Prior to hot-tubbing, an Expert having strong courtroom skills might deflect a difficult question, relying upon the anxiety of Counsel who from many years of experience knows not to dig into areas where the witness can wrong-foot them. Consequently, it used to be difficult for the opposing Expert or their assistants to provide sufficient ammunition to enable Counsel to manoeuvre and respond to a talented Expert.
No longer – during the simultaneous expert testimony of hot-tubbing, points that might otherwise be lost or go unchallenged can be almost immediately addressed – either by a question, comment or response from the opposing Expert himself (at his own initiative) or upon prompting from Counsel for his client, or from the bench.
This process places a greater premium on the intellectually agile expert who, fast on their feet, is familiar with the detail and who, from experience and personal expertise, can address the impact on their report and testimony of changes in assumptions or in the assumed facts.
Meanwhile the Expert who has been remote from the work undertaken by their team, who has not thoroughly thought their way around the issues and has not asked themselves what their opinion would be if assumptions and key facts were challenged, risks looking pedestrian.
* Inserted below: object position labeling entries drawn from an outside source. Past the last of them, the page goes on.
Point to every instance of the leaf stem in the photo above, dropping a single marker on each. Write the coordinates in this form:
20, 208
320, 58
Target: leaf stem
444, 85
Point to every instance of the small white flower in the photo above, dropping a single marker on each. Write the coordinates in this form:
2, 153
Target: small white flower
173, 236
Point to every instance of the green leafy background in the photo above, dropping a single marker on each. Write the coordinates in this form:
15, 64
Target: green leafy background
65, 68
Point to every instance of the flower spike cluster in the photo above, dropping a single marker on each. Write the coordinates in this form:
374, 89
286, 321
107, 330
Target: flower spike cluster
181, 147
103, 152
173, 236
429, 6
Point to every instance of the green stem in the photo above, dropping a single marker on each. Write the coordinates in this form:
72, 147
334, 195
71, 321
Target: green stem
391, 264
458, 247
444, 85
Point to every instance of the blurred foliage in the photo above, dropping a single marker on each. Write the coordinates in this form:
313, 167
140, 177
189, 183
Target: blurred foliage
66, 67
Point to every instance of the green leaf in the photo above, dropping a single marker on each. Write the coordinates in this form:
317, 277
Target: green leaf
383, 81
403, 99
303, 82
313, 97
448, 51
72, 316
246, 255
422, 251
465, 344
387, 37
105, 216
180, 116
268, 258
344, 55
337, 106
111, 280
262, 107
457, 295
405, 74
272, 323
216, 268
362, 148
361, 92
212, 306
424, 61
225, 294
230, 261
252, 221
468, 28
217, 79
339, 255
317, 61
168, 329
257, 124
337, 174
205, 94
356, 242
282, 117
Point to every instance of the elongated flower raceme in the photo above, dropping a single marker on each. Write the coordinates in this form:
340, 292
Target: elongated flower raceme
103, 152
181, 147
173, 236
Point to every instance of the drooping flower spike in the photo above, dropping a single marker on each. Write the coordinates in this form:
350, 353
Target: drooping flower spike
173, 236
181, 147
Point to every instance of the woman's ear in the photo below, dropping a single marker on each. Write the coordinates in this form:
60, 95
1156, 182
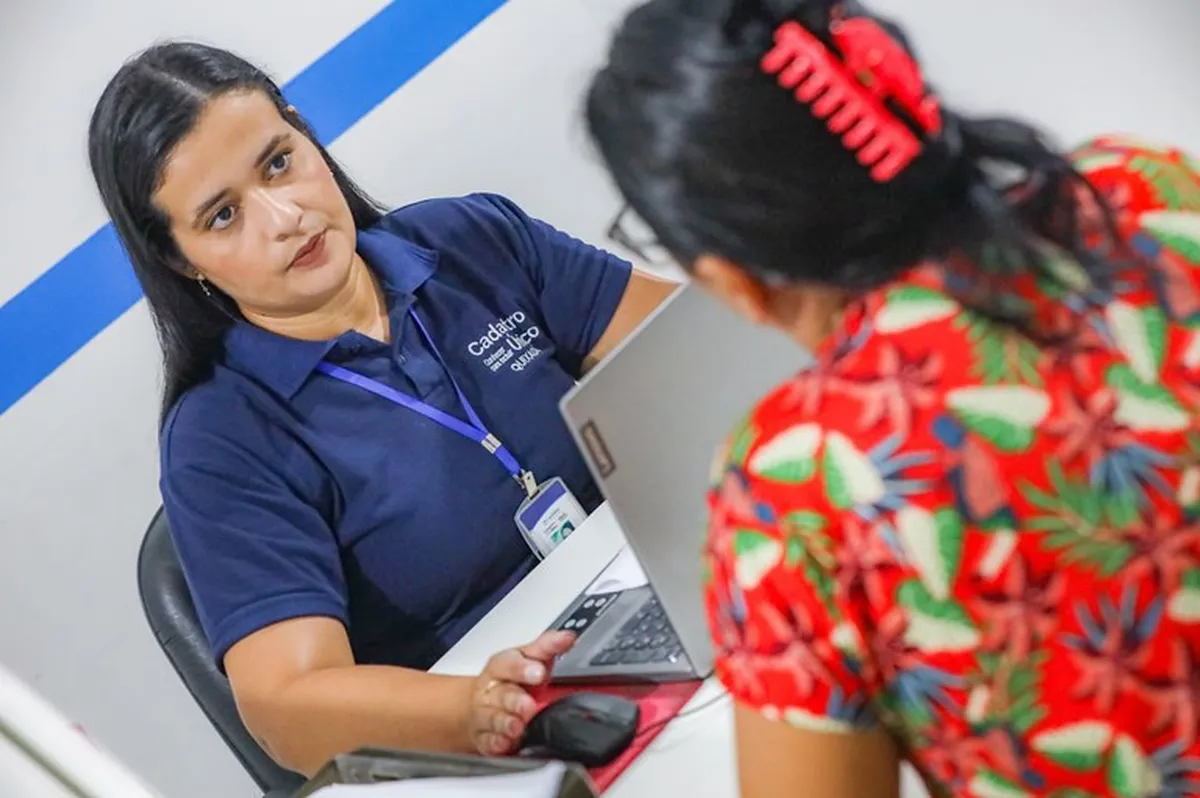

Those having insufficient real expertise and experience also face difficulty. On a direct comparison of Testifying Experts, side by side, like for like, question by question, any shortfall in knowledge, expertise or intellectual capacity is far more evident.
The hot-tub also makes difficult the life of those ‘conviction Experts’ who advance matters of inference or opinion as if they were facts, and who fail to note relevant caveats and assumptions, because such evidence is likely to face immediate challenge from the opposing Expert in the hot-tub.
This seems to end the role of the Expert ‘front-man’ who has little involvement during the case work and yet presents the evidence at trial. Whilst this is unlikely to mean the end of Expert Witness work involving the work of a team (for inevitably large projects cannot be delivered cost effectively without leveraging a team), it is likely to require the Expert Witness to commit greater resources to considering the assumed facts and opposing opinion evidence and preparing in detail for trial.
Doubtless Courts and Arbitral Tribunals will consider these shifts a positive change, as it focuses the minds of the Experts and the activity of the Courts and Arbitral Tribunals on the critical issues and ought to shorten trials and improve the quality of the process through which justice is delivered.
However, for those Experts who have a mixed practice and who offer other advice or have other business activities, this further pressure will inevitably cause them to question whether Expert Testimony is worth the stress.
In the long term this will inevitably increase the price of Expert Testimony – the fact that Expert Witnesses bear increasing exposure in terms of personal embarrassment during Testimony, potential attendant professional negligence claims and the burden of trial preparation will drive up standards and drive weaker firms to leave the market.
As a legal services product, Expert Testimony is destined to become better engineered and a higher quality service. It will also become more scarce and ever more important to the higher value and more complex cases, as the fate of such trials will more closely rest on the mettle of the Expert.